Barley (Hordeum vulgar cv. Chapais) growth trials were performed in Truro, Nova Scotia in 2007. Before planting, all plots were treated with N fertilizer at a rate of 50 kg/ha. Barley seeds were mixed with peat inoculants at a 10:1 (w/w) ratio. Four replicates of each treatment (JM63, JM162a and JM63/JM162a mixed, sterile peat, and non-inoculated) were placed in a random complete block design (RCBD) at the Plumdale Facility at the Nova Scotia Agricultural College (NSAC) (Plumdale #4) in Truro, Nova Scotia. Twenty plots (4.5 m × 1.5 m) were used with a seeding density of 300 seeds m2 with eight rows per plot. A week prior to barley harvesting, tillers were counted for 10 plants from each treatment; at this point, soil samples (0 - 7.5 cm depth) were taken from the fields and barley grain heads were also counted. Rows were randomly chosen and grain heads were counted for the length of one meter in the row; five rows were counted per treatment.

2.3. Minto Field Trials

Barley (Hordeum vulgar cv. Copeland) and Spring Wheat (Triticum aestivum cv. Harvest) growth trials were performed in Minto, Manitoba, in 2009. Before planting, all plots were treated with Buctril M and Axial to control weeds. Plots were also treated with Pivot to control disease. In the fall prior to seeding, plots were treated with N fertilizer (82-0-0) at 90 kg N/ha. Plots were also treated with P fertilizer (11-51-0) at a rate of 28 kg P2O5/ha during seeding. All samples were planted in a randomized complete block design (1.5 m × 7.5 m) with six replicates. Seeds were planted at a depth of 3 cm with a row spacing of 20 cm. Seeds were mixed with inoculants to equal a rate of 1.25 g inoculant/m2. Barley and spring wheat were seeded with a cone seeder at a rate of 70 kg/ha. Tiller numbers were counted 45 days after seeding. Head density was counted 67 and 68 days after seeding for barley and spring wheat, respectively. Mature height was measured 78 days after seeding. All plots were harvested 106 and 112 days after seeding for barley and spring wheat, respectively. Grain moisture was adjusted for constant moisture content (14.5%) in all treatments.

2.4. Taber Field Trials

Barley (Hordeum vulgar cv. Ponoka) and Spring Wheat (Triticum aestivum var. 5700) growth trials were also performed in Taber, Alberta in 2009. Before planting all plots were treated with Buctril M and Achieve to control weeds. All samples were planted in a randomized complete block design (1.5 m × 6 m) with six replicates. Seeds were planted at a depth of 2.5 cm with a row spacing of 20 cm. Seeds were mixed with inoculants to equal a rate of 12.5 g inoculant/plot. Barley and Spring Wheat were seeded with a cone seeder at a rate of 70 kg/ha. Tiller numbers were counted 49 days after seeding. Head density was counted after head emergence was complete. Plant height was measured at maturity. All plots were harvested 124 days after seeding. Grain moisture was adjusted for a constant moisture content for all treatments of 14.5% and 14.8% for barley and spring wheat, respectively.
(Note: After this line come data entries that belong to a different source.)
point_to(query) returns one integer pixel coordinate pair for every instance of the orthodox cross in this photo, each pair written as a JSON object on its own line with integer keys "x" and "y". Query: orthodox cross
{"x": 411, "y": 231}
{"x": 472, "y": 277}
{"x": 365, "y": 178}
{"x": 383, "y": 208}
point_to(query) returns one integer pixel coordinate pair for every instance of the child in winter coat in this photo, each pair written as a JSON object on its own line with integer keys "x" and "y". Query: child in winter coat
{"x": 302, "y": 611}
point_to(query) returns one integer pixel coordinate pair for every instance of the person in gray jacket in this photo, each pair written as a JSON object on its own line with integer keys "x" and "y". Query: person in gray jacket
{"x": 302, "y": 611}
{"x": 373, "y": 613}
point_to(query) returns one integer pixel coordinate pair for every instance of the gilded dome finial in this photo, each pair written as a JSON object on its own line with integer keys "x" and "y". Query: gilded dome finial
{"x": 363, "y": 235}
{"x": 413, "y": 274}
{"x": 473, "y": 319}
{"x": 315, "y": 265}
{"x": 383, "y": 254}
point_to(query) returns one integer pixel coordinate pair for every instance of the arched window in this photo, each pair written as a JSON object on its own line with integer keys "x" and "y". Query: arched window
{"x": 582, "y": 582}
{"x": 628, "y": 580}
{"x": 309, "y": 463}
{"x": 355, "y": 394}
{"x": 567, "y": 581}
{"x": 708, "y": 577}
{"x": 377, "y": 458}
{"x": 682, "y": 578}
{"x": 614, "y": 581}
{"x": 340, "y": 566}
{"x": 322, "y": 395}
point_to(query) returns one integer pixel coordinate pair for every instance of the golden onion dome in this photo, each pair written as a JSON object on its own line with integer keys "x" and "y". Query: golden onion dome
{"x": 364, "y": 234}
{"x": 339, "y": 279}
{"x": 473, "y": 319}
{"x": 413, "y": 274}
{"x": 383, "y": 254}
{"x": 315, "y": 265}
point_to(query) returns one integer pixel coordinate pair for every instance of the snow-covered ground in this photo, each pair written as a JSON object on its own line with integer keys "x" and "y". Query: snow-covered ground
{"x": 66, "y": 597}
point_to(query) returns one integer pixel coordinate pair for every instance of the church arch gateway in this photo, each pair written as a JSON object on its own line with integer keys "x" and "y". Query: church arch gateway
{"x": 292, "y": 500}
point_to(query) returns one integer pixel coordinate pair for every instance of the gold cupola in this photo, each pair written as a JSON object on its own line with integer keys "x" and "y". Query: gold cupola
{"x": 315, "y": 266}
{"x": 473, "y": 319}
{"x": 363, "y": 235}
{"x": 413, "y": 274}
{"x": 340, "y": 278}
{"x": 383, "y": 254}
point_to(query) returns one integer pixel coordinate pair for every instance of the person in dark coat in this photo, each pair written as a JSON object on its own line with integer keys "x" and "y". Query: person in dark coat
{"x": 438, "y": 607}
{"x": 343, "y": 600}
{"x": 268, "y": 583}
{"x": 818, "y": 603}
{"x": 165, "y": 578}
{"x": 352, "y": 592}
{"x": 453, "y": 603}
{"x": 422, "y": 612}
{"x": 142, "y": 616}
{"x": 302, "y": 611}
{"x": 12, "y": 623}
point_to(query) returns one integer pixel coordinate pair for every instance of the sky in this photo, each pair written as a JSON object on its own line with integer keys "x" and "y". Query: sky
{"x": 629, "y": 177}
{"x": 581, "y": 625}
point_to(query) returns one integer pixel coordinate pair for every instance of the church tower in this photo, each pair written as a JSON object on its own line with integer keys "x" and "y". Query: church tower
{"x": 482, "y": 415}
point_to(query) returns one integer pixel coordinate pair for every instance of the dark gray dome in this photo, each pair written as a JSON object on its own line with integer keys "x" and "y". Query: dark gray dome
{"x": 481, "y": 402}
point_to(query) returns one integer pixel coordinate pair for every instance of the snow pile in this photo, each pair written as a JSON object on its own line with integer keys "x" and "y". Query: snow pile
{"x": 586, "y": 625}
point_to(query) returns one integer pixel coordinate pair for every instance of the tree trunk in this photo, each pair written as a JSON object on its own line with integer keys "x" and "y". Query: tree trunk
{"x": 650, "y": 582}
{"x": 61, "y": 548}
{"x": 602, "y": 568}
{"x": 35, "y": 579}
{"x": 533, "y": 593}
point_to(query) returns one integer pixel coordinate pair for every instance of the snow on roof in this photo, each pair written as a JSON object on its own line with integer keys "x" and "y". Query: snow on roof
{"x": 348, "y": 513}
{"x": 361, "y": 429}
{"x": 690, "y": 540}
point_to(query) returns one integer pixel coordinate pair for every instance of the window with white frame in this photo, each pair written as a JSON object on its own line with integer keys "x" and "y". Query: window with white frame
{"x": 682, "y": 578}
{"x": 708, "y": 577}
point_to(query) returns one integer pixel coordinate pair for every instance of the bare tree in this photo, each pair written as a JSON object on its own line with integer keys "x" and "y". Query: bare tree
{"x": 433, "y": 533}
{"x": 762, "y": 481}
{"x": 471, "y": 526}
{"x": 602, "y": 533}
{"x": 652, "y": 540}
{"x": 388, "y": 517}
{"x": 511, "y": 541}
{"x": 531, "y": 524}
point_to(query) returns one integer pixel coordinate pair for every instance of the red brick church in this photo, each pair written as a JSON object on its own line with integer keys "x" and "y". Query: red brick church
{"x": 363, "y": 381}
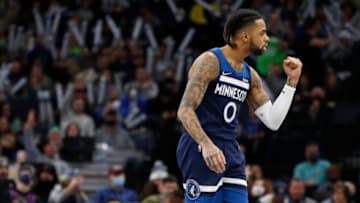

2.5. Greenhouse Barley Trials

Soil collected from NSAC in the fall of 2008 was used to prepare 20 1-gallon pots for greenhouse trials in 2008 and 2009 at Saint Mary’s University. Sieved soil was mixed with silica sand in a 2:1 (v/v) ratio. In 2008, four pots were used for each of the five treatments (JM63, JM162a, JM63/JM162a mixed, sterile peat and no inoculant). Three barley seeds (Hordeum vulgar var. Chapais) were planted in each pot for a total of 12 replicates for each treatment. Plants were grown under supplemental lighting in a temperature range of 24˚C to 32˚C for an 18-hour photoperiod; they were watered regularly with a nutrient solution. The 1000X stock solution contained 34.98 g·L–1 KH2PO4; 9.93 g·L–1 K2HPO4; 87.48 g·L–1 K2SO4; 59.89 g·L–1 MgSO4·7H2O; 50.01 g·L–1 MgCl2·6H2O; 109.97 g·L–1 CaCl2·2H2O; 10.27 g·L–1 FeCl3·6H2O; 1.69 g·L–1 MnSO4; 0.250 g·L–1 CuSO4·5H2O; 0.287 g·L–1 ZnSO4·7H2O; 1.92 g·L–1 H3BO3; 0.121 g·L–1 Na2MoO4·2H2O; 0.056 g·L–1 CoSO4·7H2O and 50.55 g·L–1 KNO3. Tiller numbers were counted seven weeks after planting. In 2009 the trials were repeated using the same protocol. Soil from the previous trial was used again to grow seeds with the same inoculants.

2.6. Re-Isolation of H2-Oxidizing Bacteria

Soil from both Truro field and Saint Mary’s greenhouse trials were serially diluted in sterile water and inoculated onto MSA plates. Plates were kept at room temperature in H2 enriched air for two weeks. H2 enriched air was used in isolating bacteria because H2 oxidation was a characteristic of both JM63 and JM162a [23]. Inoculated plates were re-plated for further use and isolation of colonies. Single colonies were isolated for sequencing.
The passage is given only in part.